260 F.2d 949
58-2 USTC P 9940
ELKO REALTY COMPANY, Petitioner,
v.
COMMISSIONER OF INTERNAL REVENUE, Respondent.
No. 12632.
United States Court of Appeals Third Circuit.
Argued Nov. 7, 1958.
Decided Nov. 17, 1958.
Logan Morris, Philadelphia, Pa. (John C. Noonan, Nesbit, Morris, Pugh & Noonan, Philadelphia, Pa., on the brief), for petitioner.
Myron C. Baum, Washington, D.C. (Charles K. Rice, Asst. Atty. Gen., Lee A. Jackson, Joseph F. Goetten, Thomas N. Chambers, Attys., Dept. of Justice, Washington, D.C., on the brief), for respondent.

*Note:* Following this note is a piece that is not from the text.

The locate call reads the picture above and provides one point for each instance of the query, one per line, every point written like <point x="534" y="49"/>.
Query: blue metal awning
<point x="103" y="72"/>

Before MARIS, KALODNER and HASTIE, Circuit Judges.
PER CURIAM.
The taxpayer asks us to review the decision of the Tax Court that it owed deficiencies in income tax for the years 1951, 1952 and 1953. The deficiencies resulted from the disallowance by the Commissioner of losses sustained by two affiliated corporations, which losses had been set off by the taxpayer against its income in consolidated returns filed by it for the years in question. The Tax Court sustained the Commissioner's determination that the principal purpose of the acquisition of the two corporations by the taxpayer was the avoidance of Federal income taxes, that the deduction of their losses from the taxpayer's income was accordingly forbidden by section 129(a) of the Internal Revenue Code of 1939, 26 U.S.C. 129(a), and that the two corporations were in any event not affiliates of the taxpayer privileged to join in a consolidated return under section 141 of the Internal Revenue Code of 1939, 26 U.S.C. 141 since the taxpayer's acquisition of them served no business purpose, as distinguished from a taxreducing purpose.
It will be seen that the question upon which this case turns is a purely factual one, namely, whether the taxpayer acquired the two corporations in question for a bona fide business purpose or, as the Tax Court found, principally in order to reduce or avoid income taxes on its own income. The evidence is discussed and the facts are found in the opinion filed in the Tax Court by Judge Train, 29 T.C. 1012, and will not be detailed here. We need merely say that our examination of the evidence satisfies us that the findings of the Tax Court have substantial evidence to support them and cannot be held to be erroneous.
The decision of the Tax Court will be affirmed.